Prassitele
Lo scultore della grazia
Insieme a Lisippo e a Scopa, Prassitele è stato il grande protagonista della scultura greca del 4° secolo a.C. Con le sue figure sentimentali e malinconiche riuscì a rappresentare perfettamente la crisi della società ateniese. La fama di Prassitele è attestata dalle numerosissime copie di età romana delle sue più celebri statue, grazie alle quali è possibile ricostruire la sua attività artistica
Prassitele nacque ad Atene nella prima metà del 4° secolo a.C. e suo padre, lo scultore Cefisodoto, fu probabilmente il suo maestro. Una delle sue opere più famose è l’Apollo sauroctono (dal greco sàuros «lucertola» e ktèino «uccidere»), cioè in atto di uccidere con la freccia una lucertola che striscia sul tronco d’albero a cui il dio si appoggia. Apollo si presenta come un fanciullo dall’aspetto delicato che si poggia all’albero con un gesto aggraziato e si spinge in avanti per colpire la lucertola. Il cambiamento rispetto al poderoso e ritmico Doriforo di Policleto è incredibile!

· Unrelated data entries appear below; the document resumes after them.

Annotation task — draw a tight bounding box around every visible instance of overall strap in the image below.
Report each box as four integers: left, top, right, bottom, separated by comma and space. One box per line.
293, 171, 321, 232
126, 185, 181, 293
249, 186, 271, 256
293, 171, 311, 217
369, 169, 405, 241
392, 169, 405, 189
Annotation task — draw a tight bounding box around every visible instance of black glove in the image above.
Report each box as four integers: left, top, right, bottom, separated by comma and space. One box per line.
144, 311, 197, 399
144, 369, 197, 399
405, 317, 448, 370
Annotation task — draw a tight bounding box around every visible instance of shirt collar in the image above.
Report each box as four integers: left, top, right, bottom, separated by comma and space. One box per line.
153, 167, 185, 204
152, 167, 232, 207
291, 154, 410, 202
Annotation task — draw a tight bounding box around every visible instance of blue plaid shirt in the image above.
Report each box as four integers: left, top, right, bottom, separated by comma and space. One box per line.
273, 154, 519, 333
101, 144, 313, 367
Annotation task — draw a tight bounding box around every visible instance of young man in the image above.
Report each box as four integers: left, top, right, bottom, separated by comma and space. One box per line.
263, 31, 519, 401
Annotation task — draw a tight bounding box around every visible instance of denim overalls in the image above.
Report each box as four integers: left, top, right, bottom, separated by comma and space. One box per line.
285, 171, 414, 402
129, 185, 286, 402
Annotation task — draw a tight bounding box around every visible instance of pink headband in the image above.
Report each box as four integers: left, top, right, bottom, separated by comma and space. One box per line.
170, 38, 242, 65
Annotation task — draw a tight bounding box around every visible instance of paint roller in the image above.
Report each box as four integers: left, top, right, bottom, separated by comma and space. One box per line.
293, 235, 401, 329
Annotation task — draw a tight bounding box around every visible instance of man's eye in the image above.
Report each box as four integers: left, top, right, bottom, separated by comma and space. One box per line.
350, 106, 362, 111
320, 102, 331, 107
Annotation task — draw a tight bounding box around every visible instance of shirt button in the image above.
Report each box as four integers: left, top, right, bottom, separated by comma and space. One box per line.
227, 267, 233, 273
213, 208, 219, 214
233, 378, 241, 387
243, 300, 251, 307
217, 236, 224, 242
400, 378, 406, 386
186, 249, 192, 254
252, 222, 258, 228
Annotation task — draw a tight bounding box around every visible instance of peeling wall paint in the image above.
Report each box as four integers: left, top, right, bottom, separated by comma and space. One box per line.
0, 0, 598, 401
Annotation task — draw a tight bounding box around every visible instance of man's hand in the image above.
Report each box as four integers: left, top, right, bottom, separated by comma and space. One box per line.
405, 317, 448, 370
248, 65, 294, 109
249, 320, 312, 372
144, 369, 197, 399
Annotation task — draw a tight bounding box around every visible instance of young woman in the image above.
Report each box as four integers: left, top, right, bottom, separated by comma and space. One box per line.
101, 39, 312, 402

La forza sicura delle statue policletee scompare nel delicato e adolescenziale Apollo di Prassitele, che non ha più un’impostazione ferma e verticale, ma un andamento alquanto sinuoso; inoltre l’asse dell’Apollo cade fuori dal baricentro, tanto che il dio greco ha addirittura bisogno di un appoggio per sostenersi. L’ultimo legame con la sicurezza dello sguardo del Doriforo e della gloriosa Atene del 5° secolo a.C. si scioglie nell’espressione malinconica e nella patetica inclinazione della testa dell’Apollo sauroctono.
L’opera, in origine in bronzo, è nota attraverso alcune copie in marmo, la più famosa delle quali è conservata nei Musei Vaticani.
La statua rappresentante Ermes e Dioniso, ritrovata nel 1877 nel tempio di Era a Olimpia, viene ritenuta addirittura un originale di Prassitele del 4° secolo a.C., anche se una parte degli studiosi tende a pensare che si tratti di una copia più tarda. Ermes (Mercurio), messaggero degli dei, è raffigurato mentre sta portando il fratellino Dioniso (Bacco) dalle Ninfe, incaricate di allevarlo; lungo la strada si ferma per una sosta e inizia a giocare con il fratellino, al quale offre un grappolo d’uva.
Prassitele sceglie di rappresentare il dio in sembianze umane, come un fratello maggiore che gioca scherzosamente con un bambino. Come già nell’Apollo sauroctono, il dio, che sta per compiere la sua azione – cioè sostenere il bambino –, si sbilancia su un lato, rompendo ancora una volta l’equilibrio del canone policleteo, recuperando un appoggio nel tronco, assumendo anche una posa curveggiante.
Il capolavoro di Prassitele è l’Afrodite cnidia, così chiamata perché l’originale venne scolpito dall’artista per la città di Cnido, in Caria (Asia Minore). La statua era così famosa presso gli antichi che ne vennero realizzate ben cinquanta copie.
Essa rappresenta la dea della bellezza che, dopo aver posato la veste su un vaso, si accinge a entrare in acqua per il bagno, completamente nuda. Lo splendore della statua e la nudità avevano creato molte leggende intorno alla scultura: innanzitutto si credeva che come modella avesse posato Frine, ritenuta la cortigiana più bella dell’epoca; inoltre si diceva che la statua catturasse lo spirito di chi la guardava troppo intensamente. Il corpo della dea è scolpito in maniera armoniosa, con la consueta posa sinuosa cara a Prassitele, e il marmo è lavorato con la gànosis, una miscela di olio e cera che gli conferisce un caldo tono ambrato; inoltre lo sguardo dolce e sentimentale e la bellezza del nudo hanno permesso all’Afrodite cnidia di divenire un capolavoro di eleganza e a Prassitele di fregiarsi dell’appellativo di scultore della grazia.